ÁRBITROS DA VIDA
O
"nonsense" de cada dia
"Considerar
a nossa maior angústia como um incidente sem
importância, não só na vida do universo, mas da nossa
mesma alma, é o princípio da sabedoria."
Fernando Pessoa
Alquebrada em fragmentos dissolutos, vai ela
por caminhos nunca antes trafegados. Sóbria, resta-lhe a rotunda carcaça da
solidão imaculada. Não serviu a ninguém, não se serviram dela. Se olhos tivesse
estariam secos. Se no espaço das chispas de compreensão e paciência delongassem
mãos com roliços dedos, crispar-se-iam pela eloquência do silêncio imposto. Se
uma cabeça lhe tomasse a direção servir-lhe-ia em sacrifício. A
contemporaneidade queimou o tempo de sua santidade. Por onde anda a sabedoria?
Esfarrapados, rotos corremos em quatro apoios
pelas praças vilipendiadas. Fatos encarceram os dias em movimentos sem sentido.
O que nos acontece toma proporções homéricas e, desde um olhar enviesado
recebido na fila do banco às catástrofes fustigantes, o filtro dos valores e
sentimentos liquidifica os fatos em proporções desmedidas.
Cadê a
sabedoria? Ficou presa a sacrários inatingíveis nos limites de histórias que
não se revisitam no dia comum dos humanos assoberbados? Pensar, faculdade dada
aos homens de boa vontade, estagna-se infrutífera diante da ansiedade, da
pressa, do destempero, das frustrações, das necessidades urgentes de saciar o
corpo e... saciar o corpo.
O corpo, com sua inteligência própria,
particulariza exigências, imobiliza energias, aciona os autômatos modernos:
homens de boa vontade que deixam o "bonus-
qualidade do que é bom/Latim" vazar pelo ralo das mãos sequiosas. A
vontade, enquanto movimento dos sentidos mais ou menos conscientes, agrupa
iniciativas em torno de si mesma. "Estar" no mundo é
"estar" voltado para o centro das próprias e únicas agruras.
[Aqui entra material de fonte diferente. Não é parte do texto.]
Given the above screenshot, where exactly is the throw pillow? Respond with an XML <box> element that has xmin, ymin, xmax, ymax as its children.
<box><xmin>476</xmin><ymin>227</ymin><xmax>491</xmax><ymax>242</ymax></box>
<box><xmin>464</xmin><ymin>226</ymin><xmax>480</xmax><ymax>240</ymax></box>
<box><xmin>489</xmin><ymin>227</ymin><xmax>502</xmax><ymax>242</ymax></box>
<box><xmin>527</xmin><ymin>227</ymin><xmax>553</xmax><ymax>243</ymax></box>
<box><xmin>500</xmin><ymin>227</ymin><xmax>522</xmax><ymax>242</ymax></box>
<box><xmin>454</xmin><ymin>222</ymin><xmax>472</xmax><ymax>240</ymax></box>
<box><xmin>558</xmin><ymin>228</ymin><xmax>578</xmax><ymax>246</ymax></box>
A sabedoria perde status e junto com outros valores, serve de ícone para caracterizar
os perdedores, os bobos, os sem poder, os filósofos de
porão, os terroristas da cultura.
Pensar redondo está na contramão do sucesso pessoal. Se meu calcanhar dói, não me desperta comiseração saber que o estômago
alheio esfola-se vazio de comida, de educação, de saúde, de esperança. Meu calcanhar dói, e o mundo deve girar
em torno dos lenitivos imediatos para a supressão da dor que se topicaliza.
Está
aí uma das chaves para pensar o que fazemos com o que temos nas e às mãos. Meu calcanhar dói...,
Teu calcanhar dói..., Nosso calcanhar dói... No rol das ações
instituídas, a escola enfastia os alunos com o estudo das classes morfológicas
das palavras e qualquer escolar rapidamente identificaria os pronomes
possessivos nas construções em grifo. Sim, identificariam os pronomes. Mas
tenho dúvidas sobre o alcance da leitura quanto às implicaturas e
desdobramentos que os sintagmas inferem. Até porque, o ato de inferir é um
mecanismo no processo da sabedoria desenvolta e maturada na capacidade de LER O
MUNDO. Então, à escola caberia desfraldar campanhas de caça à sabedoria
encravada no âmago dos calcanhares doloridos? Caberia? Não sei! Não acredito em
ações isoladas, mas certamente vislumbro outras possibilidades para as
instituições de ensino arraigadas ao preparo infrutífero de estudantes que
aprendem a repetir, repetir, repetir para uma vez mais repetirem tudo outra vez
com muito sucesso no caduco funil dos
vestibulares capengas. Para esse tipo
de sucesso, a sabedoria passa longe, assombrada pelas angústias de um saber inscrito em outra categoria
conceitual.
Imagine-se um quadro dentro do qual se
perfilasse um especialista em sabedoria: seria tão inverossímil quanto
contraditório, pois os diplomados pela
vida não recebem certificado nem titulação. Contudo, se a soma de nossos
investimentos se dobrasse um pouco, só um pouquinho para o rastro menos
umbilical, egoísta, hedônico, poderíamos pensar na possibilidade de aprender e
amadurecer na troca simples dos dias que seguem os dias. Seria pedir demais?
Que não me roubem o direito de sonhar com o crescimento sustentável
ecologicamente planejado para o intelecto humano. Salvar as florestas é uma
ordem, limpar o planeta é imperioso, mas eu quero sonhar também com a
possibilidade de saneamento para aquela "entidade" que habita atrás
dos olhos esfumaçados do homo sapiens.
O saber egoísta determinou holocaustos na história. Vamos repeti-los? A
arbitragem continua.
Que a sabedoria nos alcance...em tempo!